Google, AT&T battle to keep Austin wired

(Illustration: Texas Monthly)
My column in the February issue of Texas Monthly looks at the battle between AT&T and Google to bring super fast Internet service to Austin. The showdown pits an old world telecom giant against an Internet darling, but this fight may not be quite what it seems.

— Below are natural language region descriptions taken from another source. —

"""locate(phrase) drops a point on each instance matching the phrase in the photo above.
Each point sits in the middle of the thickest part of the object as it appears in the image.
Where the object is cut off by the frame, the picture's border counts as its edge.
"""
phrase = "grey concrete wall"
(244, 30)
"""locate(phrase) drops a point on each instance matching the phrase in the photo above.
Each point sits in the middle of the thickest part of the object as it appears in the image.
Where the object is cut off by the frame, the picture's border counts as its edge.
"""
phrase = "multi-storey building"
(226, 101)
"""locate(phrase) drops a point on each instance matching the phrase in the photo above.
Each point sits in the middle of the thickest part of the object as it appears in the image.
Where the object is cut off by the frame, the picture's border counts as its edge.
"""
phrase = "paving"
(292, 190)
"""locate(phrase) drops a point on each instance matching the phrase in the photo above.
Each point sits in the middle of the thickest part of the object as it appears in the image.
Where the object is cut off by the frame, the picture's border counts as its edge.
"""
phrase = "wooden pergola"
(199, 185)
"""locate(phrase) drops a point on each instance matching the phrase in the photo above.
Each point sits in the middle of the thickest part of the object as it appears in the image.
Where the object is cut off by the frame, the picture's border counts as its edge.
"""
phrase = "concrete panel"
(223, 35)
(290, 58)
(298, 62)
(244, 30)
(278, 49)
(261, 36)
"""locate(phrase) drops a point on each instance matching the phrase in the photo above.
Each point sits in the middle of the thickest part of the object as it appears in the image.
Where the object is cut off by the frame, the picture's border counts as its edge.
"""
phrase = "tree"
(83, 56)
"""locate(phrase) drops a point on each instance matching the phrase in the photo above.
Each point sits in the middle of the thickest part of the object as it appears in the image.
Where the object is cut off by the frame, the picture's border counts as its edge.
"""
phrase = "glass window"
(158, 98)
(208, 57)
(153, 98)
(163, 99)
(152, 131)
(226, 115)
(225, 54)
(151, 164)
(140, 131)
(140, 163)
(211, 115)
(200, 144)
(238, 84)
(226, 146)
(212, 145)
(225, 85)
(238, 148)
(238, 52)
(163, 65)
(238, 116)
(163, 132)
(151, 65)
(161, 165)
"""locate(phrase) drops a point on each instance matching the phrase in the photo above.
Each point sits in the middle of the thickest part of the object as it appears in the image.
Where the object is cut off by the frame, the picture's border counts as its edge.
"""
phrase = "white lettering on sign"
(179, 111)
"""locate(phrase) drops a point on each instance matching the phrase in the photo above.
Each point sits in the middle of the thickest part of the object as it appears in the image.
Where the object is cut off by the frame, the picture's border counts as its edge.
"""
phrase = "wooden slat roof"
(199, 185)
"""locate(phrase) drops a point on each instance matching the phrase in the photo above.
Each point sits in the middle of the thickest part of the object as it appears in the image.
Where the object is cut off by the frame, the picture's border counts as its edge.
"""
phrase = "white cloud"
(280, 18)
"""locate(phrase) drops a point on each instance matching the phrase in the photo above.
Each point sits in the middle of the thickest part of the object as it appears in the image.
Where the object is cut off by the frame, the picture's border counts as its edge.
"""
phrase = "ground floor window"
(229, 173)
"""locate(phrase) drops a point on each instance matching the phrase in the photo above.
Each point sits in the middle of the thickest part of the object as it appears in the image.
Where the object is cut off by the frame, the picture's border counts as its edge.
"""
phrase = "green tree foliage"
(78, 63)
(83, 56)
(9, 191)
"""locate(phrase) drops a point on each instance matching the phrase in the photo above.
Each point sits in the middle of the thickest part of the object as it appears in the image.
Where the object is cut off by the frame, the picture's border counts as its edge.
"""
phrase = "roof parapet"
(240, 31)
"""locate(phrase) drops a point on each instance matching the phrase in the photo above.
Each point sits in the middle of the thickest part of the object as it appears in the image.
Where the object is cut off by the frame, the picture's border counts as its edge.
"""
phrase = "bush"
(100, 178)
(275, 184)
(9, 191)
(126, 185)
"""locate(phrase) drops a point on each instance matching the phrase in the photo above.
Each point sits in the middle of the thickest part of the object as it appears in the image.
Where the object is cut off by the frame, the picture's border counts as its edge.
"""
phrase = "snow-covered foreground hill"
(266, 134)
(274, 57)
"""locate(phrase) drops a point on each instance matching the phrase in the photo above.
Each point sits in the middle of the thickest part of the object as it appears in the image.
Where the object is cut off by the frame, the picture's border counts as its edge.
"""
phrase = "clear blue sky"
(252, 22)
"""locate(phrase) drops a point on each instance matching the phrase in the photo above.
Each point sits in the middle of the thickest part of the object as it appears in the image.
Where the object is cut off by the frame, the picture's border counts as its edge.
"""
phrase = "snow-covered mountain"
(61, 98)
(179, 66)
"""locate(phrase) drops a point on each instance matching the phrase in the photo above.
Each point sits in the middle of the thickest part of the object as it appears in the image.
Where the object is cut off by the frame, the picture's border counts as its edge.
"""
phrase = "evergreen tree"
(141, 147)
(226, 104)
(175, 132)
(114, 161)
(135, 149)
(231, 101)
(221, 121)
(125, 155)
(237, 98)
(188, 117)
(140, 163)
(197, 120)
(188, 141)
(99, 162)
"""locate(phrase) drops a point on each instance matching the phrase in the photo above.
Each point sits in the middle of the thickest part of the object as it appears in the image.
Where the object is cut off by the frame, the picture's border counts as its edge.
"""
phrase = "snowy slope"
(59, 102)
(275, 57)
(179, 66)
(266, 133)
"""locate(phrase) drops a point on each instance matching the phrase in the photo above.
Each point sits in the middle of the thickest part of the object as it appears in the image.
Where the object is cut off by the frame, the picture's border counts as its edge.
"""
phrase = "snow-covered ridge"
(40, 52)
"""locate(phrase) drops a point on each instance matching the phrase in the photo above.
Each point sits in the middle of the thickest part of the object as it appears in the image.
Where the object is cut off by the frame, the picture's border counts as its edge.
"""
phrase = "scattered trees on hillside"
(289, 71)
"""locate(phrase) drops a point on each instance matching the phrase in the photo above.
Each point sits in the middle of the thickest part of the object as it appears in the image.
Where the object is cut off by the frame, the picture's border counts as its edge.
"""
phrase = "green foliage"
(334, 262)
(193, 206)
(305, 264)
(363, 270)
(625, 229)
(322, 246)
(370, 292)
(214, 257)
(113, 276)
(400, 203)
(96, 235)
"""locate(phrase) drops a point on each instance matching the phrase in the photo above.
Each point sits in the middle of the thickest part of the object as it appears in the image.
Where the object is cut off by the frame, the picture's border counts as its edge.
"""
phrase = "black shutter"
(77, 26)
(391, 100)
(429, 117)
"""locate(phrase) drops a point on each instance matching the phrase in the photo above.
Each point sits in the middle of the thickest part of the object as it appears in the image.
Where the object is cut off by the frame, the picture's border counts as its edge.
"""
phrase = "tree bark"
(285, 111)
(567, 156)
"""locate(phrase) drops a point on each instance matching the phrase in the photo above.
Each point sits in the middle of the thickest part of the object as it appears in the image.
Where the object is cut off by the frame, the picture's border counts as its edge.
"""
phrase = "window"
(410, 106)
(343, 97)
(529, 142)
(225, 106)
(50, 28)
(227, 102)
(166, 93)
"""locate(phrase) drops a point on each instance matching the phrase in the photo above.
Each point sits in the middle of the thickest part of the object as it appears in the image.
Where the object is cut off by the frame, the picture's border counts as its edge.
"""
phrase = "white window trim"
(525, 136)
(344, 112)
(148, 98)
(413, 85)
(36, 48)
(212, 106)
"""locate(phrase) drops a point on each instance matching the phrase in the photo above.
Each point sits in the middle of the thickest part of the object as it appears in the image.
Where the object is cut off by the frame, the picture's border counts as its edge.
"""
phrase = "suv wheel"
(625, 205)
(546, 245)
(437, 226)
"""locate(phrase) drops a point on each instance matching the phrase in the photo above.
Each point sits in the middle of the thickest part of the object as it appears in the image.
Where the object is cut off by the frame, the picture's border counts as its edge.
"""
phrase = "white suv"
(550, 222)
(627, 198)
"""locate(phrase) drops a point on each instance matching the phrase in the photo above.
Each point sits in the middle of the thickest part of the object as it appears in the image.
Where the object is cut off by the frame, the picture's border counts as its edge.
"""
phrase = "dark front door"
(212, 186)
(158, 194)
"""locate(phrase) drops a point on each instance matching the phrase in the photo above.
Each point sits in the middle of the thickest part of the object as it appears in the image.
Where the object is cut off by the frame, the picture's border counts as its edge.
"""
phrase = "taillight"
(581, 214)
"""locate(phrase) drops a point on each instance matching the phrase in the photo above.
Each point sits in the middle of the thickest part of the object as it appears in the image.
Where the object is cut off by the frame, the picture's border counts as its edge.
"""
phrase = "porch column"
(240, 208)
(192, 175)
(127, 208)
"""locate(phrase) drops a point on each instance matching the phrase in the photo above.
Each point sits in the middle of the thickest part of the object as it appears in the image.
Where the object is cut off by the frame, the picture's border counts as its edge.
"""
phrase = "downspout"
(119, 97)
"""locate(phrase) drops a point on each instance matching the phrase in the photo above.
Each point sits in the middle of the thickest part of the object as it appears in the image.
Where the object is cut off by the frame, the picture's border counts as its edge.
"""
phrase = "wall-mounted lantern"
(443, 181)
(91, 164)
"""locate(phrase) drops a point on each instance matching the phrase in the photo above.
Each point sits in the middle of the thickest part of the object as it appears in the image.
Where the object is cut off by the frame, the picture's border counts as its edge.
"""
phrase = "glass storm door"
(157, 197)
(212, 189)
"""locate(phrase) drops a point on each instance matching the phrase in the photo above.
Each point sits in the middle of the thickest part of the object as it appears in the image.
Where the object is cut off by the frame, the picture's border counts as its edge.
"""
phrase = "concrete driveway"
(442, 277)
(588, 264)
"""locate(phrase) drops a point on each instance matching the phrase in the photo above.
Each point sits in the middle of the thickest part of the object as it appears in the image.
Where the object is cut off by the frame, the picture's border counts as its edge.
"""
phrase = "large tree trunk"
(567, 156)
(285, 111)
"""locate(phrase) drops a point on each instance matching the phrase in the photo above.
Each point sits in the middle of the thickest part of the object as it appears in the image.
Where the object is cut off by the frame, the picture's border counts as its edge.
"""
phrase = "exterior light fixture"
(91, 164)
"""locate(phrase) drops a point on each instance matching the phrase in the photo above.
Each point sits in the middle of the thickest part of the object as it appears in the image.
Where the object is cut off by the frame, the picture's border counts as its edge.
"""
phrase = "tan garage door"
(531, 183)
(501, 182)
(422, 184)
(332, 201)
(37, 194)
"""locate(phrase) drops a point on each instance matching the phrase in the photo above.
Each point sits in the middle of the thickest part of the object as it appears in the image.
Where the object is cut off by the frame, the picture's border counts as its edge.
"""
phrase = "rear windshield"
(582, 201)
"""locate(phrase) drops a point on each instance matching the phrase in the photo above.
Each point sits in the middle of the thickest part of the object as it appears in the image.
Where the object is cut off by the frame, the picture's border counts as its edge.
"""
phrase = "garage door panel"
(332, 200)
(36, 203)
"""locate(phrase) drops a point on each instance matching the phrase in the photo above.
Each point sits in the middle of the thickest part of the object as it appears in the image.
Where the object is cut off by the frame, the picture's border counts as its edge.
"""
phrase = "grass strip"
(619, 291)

In April, when Google announced that it had decided to bring its superfast Google Fiber Internet service to Austin, you could almost hear the city’s population toggle over to Facebook en masse and click “Like.” Two years earlier, after more than a thousand communities had entered the contest to be the first to get Fiber, the so-called Silicon Hills had lost out to, of all places, Kansas City, Missouri. So the announcement that Austin would receive Fiber in mid-2014—making it the third locale to get the one-gigabit-per-second service, after Kansas City and Provo, Utah—was welcome in the heavily wired tech mecca. Finally, this self-styled city of the twenty-first century was getting some love from the most iconic company of the twenty-first century. “This is the city that has SXSW Interactive and where Twitter blew up,” says Toni Grasso, an administrative manager in the Office of Programs and Partnerships at the Austin Public Library, which is slated to receive free Google Fiber. The service will help transform the library into “a library of the future,” she adds.
But a funny thing happened on the way to the Austin-Google love fest. In October, AT&T—yes, Dallas-based AT&T, a.k.a. your granddaddy’s telecom company—an nounced it would beat Google to the punch by bringing its superfast GigaPower service to select Austin neighborhoods at the tail end of 2013.